16. A heat transfer method for a light emitting diode device, the method comprising:

operating one or more light emitting diode modules to emit light, the light emitting diode modules generating heat during operation;

transferring heat from the light emitting diode modules to a vapor chamber;

dispersing heat transferred from the light emitting diode modules throughout an enclosed space of the vapor chamber;

transferring heat from the vapor chamber to a heat sink that is an integrated part of a housing for the one or more light emitting diode modules; and

dispersing heat from the heat sink,

wherein the vapor chamber is adapted to disperse heat from the light emitting diode modules so as to form a temperature field on the heat sink to thereby provide heat dissipation.

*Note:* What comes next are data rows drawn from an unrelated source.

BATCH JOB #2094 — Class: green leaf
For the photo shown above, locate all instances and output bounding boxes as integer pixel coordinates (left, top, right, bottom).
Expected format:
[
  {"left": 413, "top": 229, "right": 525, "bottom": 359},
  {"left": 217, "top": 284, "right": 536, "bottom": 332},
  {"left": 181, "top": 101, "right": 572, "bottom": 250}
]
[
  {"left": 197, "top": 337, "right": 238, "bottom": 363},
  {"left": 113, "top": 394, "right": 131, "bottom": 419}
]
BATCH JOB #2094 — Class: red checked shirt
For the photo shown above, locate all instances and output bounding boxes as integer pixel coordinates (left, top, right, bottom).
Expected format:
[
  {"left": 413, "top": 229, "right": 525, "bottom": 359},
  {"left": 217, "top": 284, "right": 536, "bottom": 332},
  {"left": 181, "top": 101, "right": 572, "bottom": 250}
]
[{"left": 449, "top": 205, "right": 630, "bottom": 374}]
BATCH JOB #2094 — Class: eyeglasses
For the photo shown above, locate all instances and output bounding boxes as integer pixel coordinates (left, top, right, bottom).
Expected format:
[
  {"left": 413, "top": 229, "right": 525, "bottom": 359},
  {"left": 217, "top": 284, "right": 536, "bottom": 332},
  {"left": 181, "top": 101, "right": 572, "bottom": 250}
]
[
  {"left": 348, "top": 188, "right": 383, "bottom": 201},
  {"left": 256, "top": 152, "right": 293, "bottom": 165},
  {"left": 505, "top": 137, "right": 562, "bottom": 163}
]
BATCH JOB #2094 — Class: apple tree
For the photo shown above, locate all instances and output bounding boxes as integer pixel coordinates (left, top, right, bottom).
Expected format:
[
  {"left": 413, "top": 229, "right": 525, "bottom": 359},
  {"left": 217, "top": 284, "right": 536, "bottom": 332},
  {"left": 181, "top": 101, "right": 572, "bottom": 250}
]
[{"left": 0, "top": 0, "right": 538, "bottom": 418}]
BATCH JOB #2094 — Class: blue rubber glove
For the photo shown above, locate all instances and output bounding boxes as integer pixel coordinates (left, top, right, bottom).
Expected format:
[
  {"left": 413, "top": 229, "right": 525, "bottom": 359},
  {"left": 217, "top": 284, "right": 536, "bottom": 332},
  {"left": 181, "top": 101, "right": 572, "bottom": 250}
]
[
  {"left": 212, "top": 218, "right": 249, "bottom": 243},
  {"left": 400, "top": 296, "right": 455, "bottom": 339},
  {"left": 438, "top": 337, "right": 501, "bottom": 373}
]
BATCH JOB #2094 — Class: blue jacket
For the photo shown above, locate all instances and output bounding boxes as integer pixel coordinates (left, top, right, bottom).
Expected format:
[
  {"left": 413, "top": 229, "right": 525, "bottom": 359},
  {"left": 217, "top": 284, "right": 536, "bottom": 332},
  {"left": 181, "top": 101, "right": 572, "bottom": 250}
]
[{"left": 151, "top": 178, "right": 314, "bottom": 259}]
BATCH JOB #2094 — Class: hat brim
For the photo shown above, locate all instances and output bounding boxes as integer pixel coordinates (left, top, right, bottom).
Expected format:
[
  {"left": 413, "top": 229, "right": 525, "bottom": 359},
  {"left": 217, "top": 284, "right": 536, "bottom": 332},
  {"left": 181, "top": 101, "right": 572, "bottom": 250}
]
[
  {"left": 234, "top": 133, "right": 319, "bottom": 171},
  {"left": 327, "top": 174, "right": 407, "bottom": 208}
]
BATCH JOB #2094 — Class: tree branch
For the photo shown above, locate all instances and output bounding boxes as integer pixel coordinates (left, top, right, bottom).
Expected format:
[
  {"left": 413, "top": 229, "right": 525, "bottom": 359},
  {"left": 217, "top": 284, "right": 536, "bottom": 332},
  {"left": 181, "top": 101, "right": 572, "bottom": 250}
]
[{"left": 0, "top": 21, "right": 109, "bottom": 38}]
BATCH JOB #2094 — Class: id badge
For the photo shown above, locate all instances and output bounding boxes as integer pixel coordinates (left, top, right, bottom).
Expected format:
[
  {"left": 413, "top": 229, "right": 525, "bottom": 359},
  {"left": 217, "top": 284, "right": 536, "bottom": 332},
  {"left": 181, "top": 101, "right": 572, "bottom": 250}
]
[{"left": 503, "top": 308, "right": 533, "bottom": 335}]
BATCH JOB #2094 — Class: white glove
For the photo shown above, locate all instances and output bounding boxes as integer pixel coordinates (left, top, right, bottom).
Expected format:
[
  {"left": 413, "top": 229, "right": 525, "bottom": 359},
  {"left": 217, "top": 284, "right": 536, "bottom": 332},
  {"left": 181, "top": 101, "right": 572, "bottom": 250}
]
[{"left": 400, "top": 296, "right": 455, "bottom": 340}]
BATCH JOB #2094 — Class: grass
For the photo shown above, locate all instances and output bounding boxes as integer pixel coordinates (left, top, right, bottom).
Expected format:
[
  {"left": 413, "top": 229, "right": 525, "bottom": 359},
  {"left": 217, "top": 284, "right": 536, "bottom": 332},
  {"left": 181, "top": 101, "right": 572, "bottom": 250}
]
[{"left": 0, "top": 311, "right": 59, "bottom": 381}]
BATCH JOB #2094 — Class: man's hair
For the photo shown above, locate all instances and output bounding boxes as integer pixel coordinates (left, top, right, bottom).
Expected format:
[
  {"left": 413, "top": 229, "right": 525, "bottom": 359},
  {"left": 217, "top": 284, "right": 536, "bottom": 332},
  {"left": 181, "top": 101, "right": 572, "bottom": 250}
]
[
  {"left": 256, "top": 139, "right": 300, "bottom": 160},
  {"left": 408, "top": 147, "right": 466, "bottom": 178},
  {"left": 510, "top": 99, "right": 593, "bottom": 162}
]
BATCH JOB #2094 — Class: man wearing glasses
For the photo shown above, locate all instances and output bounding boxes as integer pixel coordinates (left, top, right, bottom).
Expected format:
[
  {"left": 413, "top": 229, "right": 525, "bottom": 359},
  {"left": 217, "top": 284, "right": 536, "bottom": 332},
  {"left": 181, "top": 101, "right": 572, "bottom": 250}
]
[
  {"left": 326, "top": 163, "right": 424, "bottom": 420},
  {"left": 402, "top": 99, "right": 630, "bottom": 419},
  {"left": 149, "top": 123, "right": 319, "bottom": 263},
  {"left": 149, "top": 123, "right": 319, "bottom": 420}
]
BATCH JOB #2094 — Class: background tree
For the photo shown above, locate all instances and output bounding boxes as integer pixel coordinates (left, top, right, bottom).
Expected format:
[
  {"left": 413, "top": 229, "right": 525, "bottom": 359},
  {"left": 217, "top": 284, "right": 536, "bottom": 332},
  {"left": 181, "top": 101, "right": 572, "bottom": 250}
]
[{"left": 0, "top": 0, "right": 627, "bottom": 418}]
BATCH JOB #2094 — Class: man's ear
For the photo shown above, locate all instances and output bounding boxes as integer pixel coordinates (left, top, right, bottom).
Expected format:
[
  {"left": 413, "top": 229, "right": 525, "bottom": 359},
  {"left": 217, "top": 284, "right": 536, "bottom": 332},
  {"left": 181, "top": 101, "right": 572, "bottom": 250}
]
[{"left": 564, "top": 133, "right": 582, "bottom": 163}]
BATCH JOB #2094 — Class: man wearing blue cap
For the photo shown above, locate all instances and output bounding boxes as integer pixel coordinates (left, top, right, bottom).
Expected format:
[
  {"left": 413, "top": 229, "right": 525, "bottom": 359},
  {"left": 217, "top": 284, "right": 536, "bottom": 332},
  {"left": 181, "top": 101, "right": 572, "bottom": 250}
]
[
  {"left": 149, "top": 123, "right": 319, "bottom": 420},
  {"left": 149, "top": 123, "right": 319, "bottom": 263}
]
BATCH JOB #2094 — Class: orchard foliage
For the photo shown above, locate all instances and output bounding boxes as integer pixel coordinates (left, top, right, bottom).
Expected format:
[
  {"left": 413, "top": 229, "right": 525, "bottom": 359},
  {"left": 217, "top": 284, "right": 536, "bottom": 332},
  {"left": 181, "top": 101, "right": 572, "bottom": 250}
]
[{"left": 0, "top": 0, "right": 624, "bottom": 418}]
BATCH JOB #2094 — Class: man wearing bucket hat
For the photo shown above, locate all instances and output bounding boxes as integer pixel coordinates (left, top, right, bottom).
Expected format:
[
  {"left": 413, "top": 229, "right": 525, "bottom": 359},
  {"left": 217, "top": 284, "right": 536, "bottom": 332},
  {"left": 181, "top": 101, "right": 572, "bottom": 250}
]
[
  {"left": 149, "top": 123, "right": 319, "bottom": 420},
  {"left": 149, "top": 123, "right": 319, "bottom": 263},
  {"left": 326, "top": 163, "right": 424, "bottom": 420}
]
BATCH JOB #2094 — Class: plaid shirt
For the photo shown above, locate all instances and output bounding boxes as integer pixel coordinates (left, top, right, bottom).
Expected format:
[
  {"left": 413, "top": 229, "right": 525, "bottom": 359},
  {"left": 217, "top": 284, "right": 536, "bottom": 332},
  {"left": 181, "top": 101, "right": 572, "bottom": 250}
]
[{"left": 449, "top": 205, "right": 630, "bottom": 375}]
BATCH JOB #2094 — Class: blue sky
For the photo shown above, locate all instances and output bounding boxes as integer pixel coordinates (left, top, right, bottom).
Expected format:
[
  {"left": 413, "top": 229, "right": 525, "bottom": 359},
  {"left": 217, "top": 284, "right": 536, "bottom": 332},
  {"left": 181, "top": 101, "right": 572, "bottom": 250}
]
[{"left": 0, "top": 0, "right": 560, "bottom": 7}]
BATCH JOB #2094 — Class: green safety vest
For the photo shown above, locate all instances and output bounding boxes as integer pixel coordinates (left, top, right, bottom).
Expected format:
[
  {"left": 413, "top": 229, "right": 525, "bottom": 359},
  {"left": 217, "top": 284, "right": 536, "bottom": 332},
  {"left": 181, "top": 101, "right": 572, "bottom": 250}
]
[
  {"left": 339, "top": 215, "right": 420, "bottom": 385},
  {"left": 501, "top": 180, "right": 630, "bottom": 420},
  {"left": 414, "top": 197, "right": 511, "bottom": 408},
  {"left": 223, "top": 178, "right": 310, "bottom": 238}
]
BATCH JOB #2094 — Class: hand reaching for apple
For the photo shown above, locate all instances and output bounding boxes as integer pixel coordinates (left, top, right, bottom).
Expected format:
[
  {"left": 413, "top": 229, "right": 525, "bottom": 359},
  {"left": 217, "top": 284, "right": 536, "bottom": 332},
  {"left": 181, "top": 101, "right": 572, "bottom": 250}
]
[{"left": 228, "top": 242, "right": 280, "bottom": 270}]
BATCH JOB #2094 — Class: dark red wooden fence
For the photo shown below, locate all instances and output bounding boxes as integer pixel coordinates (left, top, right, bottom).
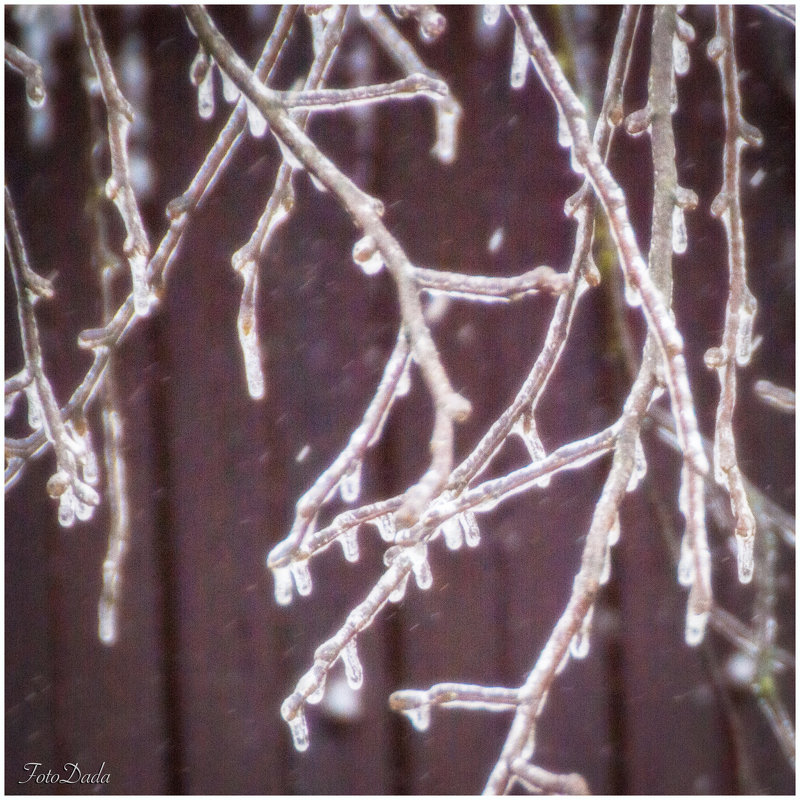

17. The method of claim 16, wherein:

the heat sink and the vapor chamber collectively define an enclosed space to disperse heat in the vapor chamber and to form a temperature field on the heat sink to thereby provide heat dissipation, and

the light emitting diode modules are attached to the housing adjacent to the vapor chamber and each light emitting diode module comprises one or more light emitting diode components adapted to emit light.

18. The method of claim 16, wherein: the light emitting diode modules are waterproof, and the heat sink is waterproof.

19. The method of claim 16, wherein an interior region of the enclosed space of the vapor chamber comprises an empty space that is filled with a fluid including at least one of water and alcohol.

20. The method of claim 16, wherein an interior region of the enclosed space of the vapor chamber comprises a porous material that is filled with a fluid including at least one of water and alcohol,

wherein the porous material operates with a capillary action to circulate the fluid within the enclosed space of the vapor chamber.